HRW also condemned the Chinese police’s searchable, nationwide DNA database, which it said contains more than 40 million entries from people, including dissidents and migrants, and allows authorities to not only search for an exact match, but also for those who are related family members, putting them at risk for discriminatory profiling.
“Chinese authorities seem to think they can achieve ‘social stability’ by placing people under a microscope, but these abusive programs are more likely to deepen hostility towards the government,” Richardson said.
“Beijing should immediately stop these programs, and destroy all data gathered without full, informed consent.”
‘Violation of privacy’
Henryk Szadziewski, senior researcher at the Washington-based Uyghur Human Rights Project (UHRP), told RFA’s Uyghur Service that HRW’s report demonstrates the kind of surveillance that the Chinese government wants to implement in Xinjiang and the extent to which it will abuse people’s human rights to implement it.
“The alarming part is the possible deception under which these samples are being collected, and even if it isn’t proved that there’s deception, there’s certainly an environment in Xinjiang which is coercive,” he said.
“And as we saw with the Uyghur cadres who are telling people to go to these physicals and then ultimately to submit these samples to this database—this is a very clear violation of privacy.”

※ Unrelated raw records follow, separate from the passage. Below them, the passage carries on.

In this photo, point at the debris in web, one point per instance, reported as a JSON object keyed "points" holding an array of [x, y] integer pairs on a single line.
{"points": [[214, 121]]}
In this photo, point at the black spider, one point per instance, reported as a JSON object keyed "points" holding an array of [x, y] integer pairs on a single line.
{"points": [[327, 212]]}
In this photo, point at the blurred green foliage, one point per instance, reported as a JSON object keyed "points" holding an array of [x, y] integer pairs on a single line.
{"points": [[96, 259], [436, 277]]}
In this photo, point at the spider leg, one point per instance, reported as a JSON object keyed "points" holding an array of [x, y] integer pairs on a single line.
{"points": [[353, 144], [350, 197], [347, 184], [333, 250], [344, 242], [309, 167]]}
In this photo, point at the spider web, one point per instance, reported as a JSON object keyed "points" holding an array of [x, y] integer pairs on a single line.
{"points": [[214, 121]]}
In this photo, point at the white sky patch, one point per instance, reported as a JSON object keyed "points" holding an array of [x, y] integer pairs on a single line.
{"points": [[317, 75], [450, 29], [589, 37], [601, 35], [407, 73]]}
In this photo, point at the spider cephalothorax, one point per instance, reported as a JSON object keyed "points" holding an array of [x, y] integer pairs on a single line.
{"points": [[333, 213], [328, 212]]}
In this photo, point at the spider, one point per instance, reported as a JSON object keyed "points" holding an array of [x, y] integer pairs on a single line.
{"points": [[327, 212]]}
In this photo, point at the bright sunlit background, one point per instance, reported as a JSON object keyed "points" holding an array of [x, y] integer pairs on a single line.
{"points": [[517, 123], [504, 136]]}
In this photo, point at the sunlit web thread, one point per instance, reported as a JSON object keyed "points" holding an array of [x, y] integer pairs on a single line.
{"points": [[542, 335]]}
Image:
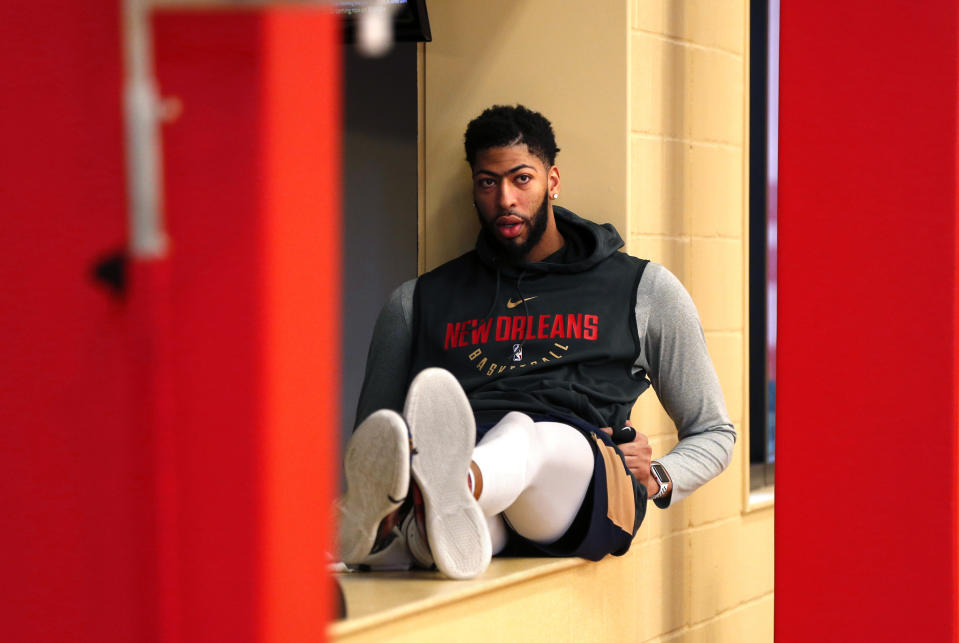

Szadziewski also questioned what message the government is sending by implementing the surveillance campaign.
“If this is done in the name of security, then we have to be concerned—is everybody whose DNA has been collected now a suspect?” he questioned.
“So I think the state’s overreach here in terms of surveillance is another area where we have to be concerned and I think that the state here is implementing a program of control which is certainly contrary to any international norms that we see.”
‘Further persecution’
Dolkun Isa, president of the Munich-based World Uyghur Congress (WUC), told RFA’s Uyghur Service that there are political reasons behind China’s campaign to collect biometric data in Xinjiang, where Uyghurs complain of pervasive discrimination, religious repression, and cultural suppression under Chinese rule.
“Firstly, China is not collecting such personal information from other ethnic groups or in other provinces,” he said.
“Secondly, China will use the collected information to specifically single out and target the Uyghur population for further persecution in the name of so-called ‘stability maintenance’ and combating the ‘three evils’” of terrorism, separatism, and religious extremism in Xinjiang.
China regularly conducts “strike hard” campaigns in Xinjiang, including police raids on Uyghur households, restrictions on Islamic practices, and curbs on the culture and language of the Uyghur people, including videos and other material.
While China blames some Uyghurs for “terrorist” attacks, experts outside China say Beijing has exaggerated the threat from the Uyghurs and that repressive domestic policies are responsible for an upsurge in violence there that has left hundreds dead since 2009.
“No Uyghur believes the Chinese authorities have good intentions in collecting this data from the long-suffering Uyghur people [in Xinjiang],” Isa said.